TIL: Plotting Neo4j Results with Matplotlib

TIL: Plotting Neo4j Results with Matplotlib

It turns out that it is really simple to convert a Neo4j Result into a Pandas DataFrame.

Earlier this week, I had to produce some quick throw-away reports for GraphAcademy enrolments for the year. I already had VSCode open, so rather than use my NeoDash dashboards, I thought I’d just put together a quick Jupyter Notebook.

I have been playing around with Matplotlib a lot recently, and in doing so discovered the DataFrame.plot() method.

You can comine this with the Result transformers to convert the Neo4j Result into a Pandas DataFrame, and then plot the data with just two lines of additional code.

A worked example

Have you ever wondered if movies are getting worse? Let’s use the data in the Movie Recommendations Sandbox to find out.

First, let’s connect to a Neo4j instance.

import os
from neo4j import GraphDatabase, Result

driver = GraphDatabase.driver(
    os.getenv('NEO4J_URI'),
    auth=(os.getenv('NEO4J_USERNAME'), os.getenv('NEO4J_PASSWORD'))
)

driver.verify_connectivity()

At this point, I would usually run the following statement to execute some Cypher and then work with the resulting neo4j Result. The following Cypher statement gets the first 1000 movies and the average rating for each year.

res = driver.execute_query(
    """
    MATCH (m:Movie)<-[r:RATED]-()
    RETURN date(m.released).year AS released,
        avg(r.rating) AS rating
    ORDER BY released ASC LIMIT 1000
    """
)

for record in res:
    # Do something...
    pass

Let’s look at the two lines of code that we need to convert the result into a DataFrame and plot it.
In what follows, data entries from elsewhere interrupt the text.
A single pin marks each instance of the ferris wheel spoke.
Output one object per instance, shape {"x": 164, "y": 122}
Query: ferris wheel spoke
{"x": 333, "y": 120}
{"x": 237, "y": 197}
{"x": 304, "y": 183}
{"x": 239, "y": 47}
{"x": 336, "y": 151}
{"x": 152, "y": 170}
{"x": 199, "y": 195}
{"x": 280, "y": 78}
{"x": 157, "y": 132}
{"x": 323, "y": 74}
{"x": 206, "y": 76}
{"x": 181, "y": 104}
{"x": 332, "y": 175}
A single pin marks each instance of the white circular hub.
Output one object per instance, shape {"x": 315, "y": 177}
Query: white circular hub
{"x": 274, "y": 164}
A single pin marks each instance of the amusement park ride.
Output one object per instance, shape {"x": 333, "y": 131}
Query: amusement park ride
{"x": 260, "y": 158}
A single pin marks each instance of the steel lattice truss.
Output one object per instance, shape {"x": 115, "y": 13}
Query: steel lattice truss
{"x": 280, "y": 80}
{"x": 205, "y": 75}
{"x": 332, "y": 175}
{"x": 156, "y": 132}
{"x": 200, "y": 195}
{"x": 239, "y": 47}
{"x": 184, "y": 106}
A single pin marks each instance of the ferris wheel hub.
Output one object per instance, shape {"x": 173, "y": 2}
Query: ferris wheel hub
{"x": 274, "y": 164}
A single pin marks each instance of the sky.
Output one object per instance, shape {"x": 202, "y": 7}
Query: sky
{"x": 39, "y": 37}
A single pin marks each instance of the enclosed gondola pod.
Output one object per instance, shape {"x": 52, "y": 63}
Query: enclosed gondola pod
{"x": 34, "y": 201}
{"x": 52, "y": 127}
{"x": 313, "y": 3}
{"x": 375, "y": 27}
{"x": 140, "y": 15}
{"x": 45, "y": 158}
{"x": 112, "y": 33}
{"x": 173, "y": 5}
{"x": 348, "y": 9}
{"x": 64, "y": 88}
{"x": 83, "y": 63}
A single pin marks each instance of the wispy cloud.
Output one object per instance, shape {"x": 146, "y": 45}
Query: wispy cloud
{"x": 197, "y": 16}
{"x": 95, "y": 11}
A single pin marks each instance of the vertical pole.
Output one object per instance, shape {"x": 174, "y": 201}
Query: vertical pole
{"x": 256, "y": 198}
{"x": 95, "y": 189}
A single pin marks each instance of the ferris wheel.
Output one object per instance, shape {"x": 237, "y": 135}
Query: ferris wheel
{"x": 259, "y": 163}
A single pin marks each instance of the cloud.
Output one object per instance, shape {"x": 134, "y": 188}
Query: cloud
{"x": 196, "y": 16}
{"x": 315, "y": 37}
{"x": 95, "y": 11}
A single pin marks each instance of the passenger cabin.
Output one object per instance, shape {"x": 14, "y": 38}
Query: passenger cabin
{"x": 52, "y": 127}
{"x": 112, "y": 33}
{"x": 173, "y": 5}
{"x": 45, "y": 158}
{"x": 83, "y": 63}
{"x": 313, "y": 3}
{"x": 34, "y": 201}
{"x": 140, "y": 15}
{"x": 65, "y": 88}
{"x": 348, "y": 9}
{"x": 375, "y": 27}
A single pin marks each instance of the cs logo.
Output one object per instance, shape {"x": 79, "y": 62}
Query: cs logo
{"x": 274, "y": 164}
The execute_query() method accepts a result_transformer_ argument, a function that converts the result. The Result object has a to_df() method that returns a DataFrame object.
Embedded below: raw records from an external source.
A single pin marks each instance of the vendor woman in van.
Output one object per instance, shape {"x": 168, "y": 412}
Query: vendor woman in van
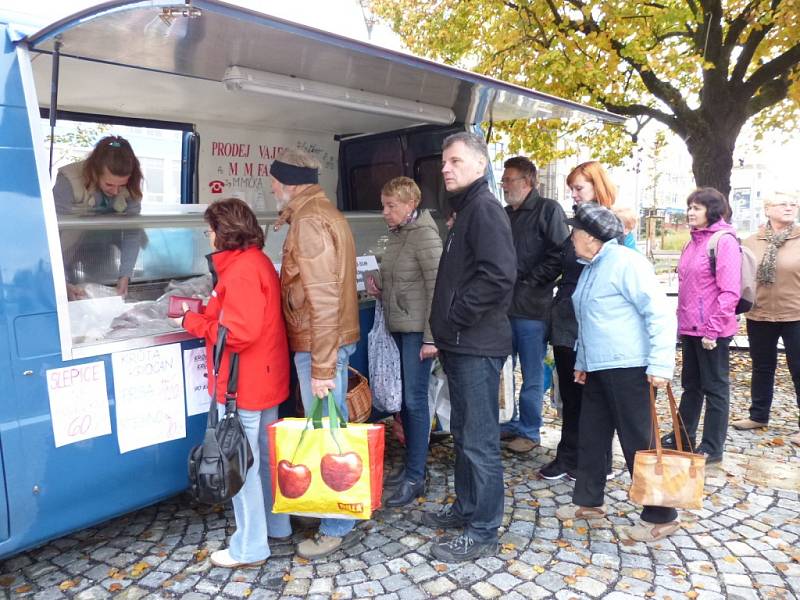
{"x": 108, "y": 182}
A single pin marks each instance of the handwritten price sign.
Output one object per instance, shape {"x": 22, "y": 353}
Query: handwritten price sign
{"x": 196, "y": 381}
{"x": 148, "y": 385}
{"x": 78, "y": 403}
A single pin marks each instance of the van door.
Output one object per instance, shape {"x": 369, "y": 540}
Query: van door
{"x": 368, "y": 162}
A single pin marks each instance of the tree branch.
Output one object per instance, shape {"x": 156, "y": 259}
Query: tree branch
{"x": 769, "y": 94}
{"x": 777, "y": 67}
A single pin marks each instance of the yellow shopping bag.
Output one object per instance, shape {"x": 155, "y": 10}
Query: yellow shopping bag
{"x": 324, "y": 466}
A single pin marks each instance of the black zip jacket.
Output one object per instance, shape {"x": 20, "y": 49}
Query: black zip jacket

df = driver.execute_query(
    """
    MATCH (m:Movie)<-[r:RATED]-()
    RETURN date(m.released).year AS released,
        avg(r.rating) AS rating
    ORDER BY released ASC LIMIT 1000
    """,

    # Transform the result into a DataFrame
    result_transformer_=Result.to_df
)

The resulting df will be a DataFrame, opening up a world of .plot() possibilities.

Are movies getting worse?

So, based on the user ratings in the database, are movies getting worse? Let’s plot a line chart, with the year on the x-axis and the average rating on the y-axis.

driver.execute_query(
    """
    MATCH (m:Movie)<-[r:RATED]-()
    RETURN date(m.released).year AS released,
        avg(r.rating) AS rating
    ORDER BY released ASC LIMIT 1000
    """,
    database_="neo4j",
    result_transformer_=Result.to_df
).plot.line(x='released', y='rating', figsize=(12, 8), title='Are movies getting worse?', c='red')

Are movies getting worse?

Smoothing the data

It certainly looks like it. The line is quite eratic. Let’s smooth out the data by using a rolling average using the rolling() method on the DataFrame. The minimum value on the y-axis is also 3.0, making the decline look more harsh. We can sort that by passing a ylim argument.

driver.execute_query(
    """
    MATCH (m:Movie)<-[r:RATED]-()
    RETURN date(m.released).year AS released, avg(r.rating) AS rating ORDER BY released ASC LIMIT 1000
    """,
    database_="neo4j",
    result_transformer_=Result.to_df
).rolling(window=10).mean().dropna().plot.line(x='released', y='rating', figsize=(12, 8), ylim=(0,5), title='Are movies getting worse?', c='red')

Are movies getting worse?

It certainly looks like there is a decline, although it is not as steep as it first appeared.

Still, it’s nice to quickly answer the question.